Mme Hamburger s'est vu attribuer tout récemment une coiffure personnalisée : bouclettes d'un agréable blond doré genre Dallas. Je suis en train de réfléchir à un système d'accrochage qui permettrait en quelques brèves manœuvres d'accrocher solidement cette perruque par quatre points d'ancrage, sans avoir besoin de la coudre sur le crâne chauve... Entre deux rêveries mon esprit pratique reprend les rênes : cousu dessus, elle va tenir, certes, mais les belles bouclettes vont perdre très vite leur judicieux agencement, se colletant lors de chaque manip à toute une ménagerie mangeuse d'espace : Mme la Cigale, Mr du Corbeau, et à tous les et cetera que laisse augurer un certain esprit d'entreprise.
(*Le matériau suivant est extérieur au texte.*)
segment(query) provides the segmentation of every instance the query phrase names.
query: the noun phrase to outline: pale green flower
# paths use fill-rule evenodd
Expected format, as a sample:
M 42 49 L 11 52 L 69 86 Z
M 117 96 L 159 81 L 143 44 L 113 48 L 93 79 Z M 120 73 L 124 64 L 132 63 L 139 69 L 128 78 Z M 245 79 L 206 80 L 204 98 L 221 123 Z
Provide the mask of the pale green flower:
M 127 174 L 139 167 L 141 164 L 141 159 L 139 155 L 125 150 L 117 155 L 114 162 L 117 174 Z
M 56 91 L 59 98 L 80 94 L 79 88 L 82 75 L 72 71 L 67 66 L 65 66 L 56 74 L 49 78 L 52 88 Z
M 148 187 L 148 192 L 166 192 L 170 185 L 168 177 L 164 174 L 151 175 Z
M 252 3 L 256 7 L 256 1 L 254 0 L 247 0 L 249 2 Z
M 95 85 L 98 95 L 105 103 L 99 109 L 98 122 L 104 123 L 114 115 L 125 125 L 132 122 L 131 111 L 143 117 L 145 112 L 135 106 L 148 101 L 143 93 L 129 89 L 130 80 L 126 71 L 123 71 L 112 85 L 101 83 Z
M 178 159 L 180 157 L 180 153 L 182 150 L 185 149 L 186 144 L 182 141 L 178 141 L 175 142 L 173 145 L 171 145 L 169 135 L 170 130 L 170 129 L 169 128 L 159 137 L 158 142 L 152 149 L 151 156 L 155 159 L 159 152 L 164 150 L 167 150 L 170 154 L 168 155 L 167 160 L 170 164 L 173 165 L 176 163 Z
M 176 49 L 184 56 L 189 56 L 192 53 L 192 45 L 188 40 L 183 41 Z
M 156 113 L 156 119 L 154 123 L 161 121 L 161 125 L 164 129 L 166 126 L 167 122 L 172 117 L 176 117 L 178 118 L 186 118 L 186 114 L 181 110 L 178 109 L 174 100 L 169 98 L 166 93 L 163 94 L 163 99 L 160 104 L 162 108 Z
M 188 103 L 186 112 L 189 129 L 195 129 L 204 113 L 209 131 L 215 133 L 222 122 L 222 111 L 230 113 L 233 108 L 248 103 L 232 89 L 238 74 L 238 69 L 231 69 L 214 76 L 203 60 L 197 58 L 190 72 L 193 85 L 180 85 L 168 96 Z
Et je souhaite une Mme Hamburger représentative de l'esprit BCBG américain plutôt que du relâchement débridé parisien ! (Je ne dis pas « à la française », cela risque de passer pour raciste... alors que le parisien passe au contraire pour très large d'esprit !)
Hou là, on dirait que mon esprit caustique se réveille en même temps que j'écris... Ah non, pas ça - pas maintenant. Alors que j'étais si tranquille, si bien, en si bonne compagnie...
Rien que de devoir m'atteler à ce clavier aux touches effacées et renouvelées tous les trimestres, et à mes parallèles fautes de frappe qui contribuent à mes tourments, cela me rend un brin agressive, alors que j'étais si bien, là, en train de rêver à une chute douce, depuis les nuages, au milieu d'un lit de fleurs accueillant - toujours le même rêve...
Aujourd'hui, je préfère, et de loin, le fil et l'aiguille au clavier ! Certes, depuis hier soir, je me suis passablement piqué le bout des doigts, au point, même, de prendre sur moi d'apprendre - enfin - de coudre - protégée d'un dé ! Coudre à la main - depuis que mes yeux ne me permettent plus de distinguer le chas de l'aiguille au milieu de la brillance de ma machine électrique haut de gamme - c'est tout de même une détente incroyable.
Depuis que les virus, se vengeant d'une chanson humoristique dans laquelle je les prends pour cible, m'ont agressée par tous les bouts, me laissant là, les poches bourrées de mouchoirs et de bonbons anti-rhume, depuis un temps si long que je ne m'en remémore même plus le début, je n'ai vraiment plus envie que d'une chose : m'enfoncer agréablement dans un lit de fleurs, voletant sur de hauts nuages, bien au chaud, sans peur du vide, en compagnie de mes poupées de rêve : Mme Hamburger, Mr du Corbeau, et Mme La Cigale, en attendant que la famille grandisse, alimentée par une inspiration... laquelle... heureusement - jusqu'à présent - ne m'a pas encore fait défaut.
Souhaitons que cela dure.
Mais peut-être que le soleil, encore bien froid, daignera-t-il, sur ma terrasse, me réchauffer bientôt le dos un peu endolori, de façon que, pleine d'alan, je songe aussi à d'autres conquêtes que celles des nuages, même tout emplis de fleurs.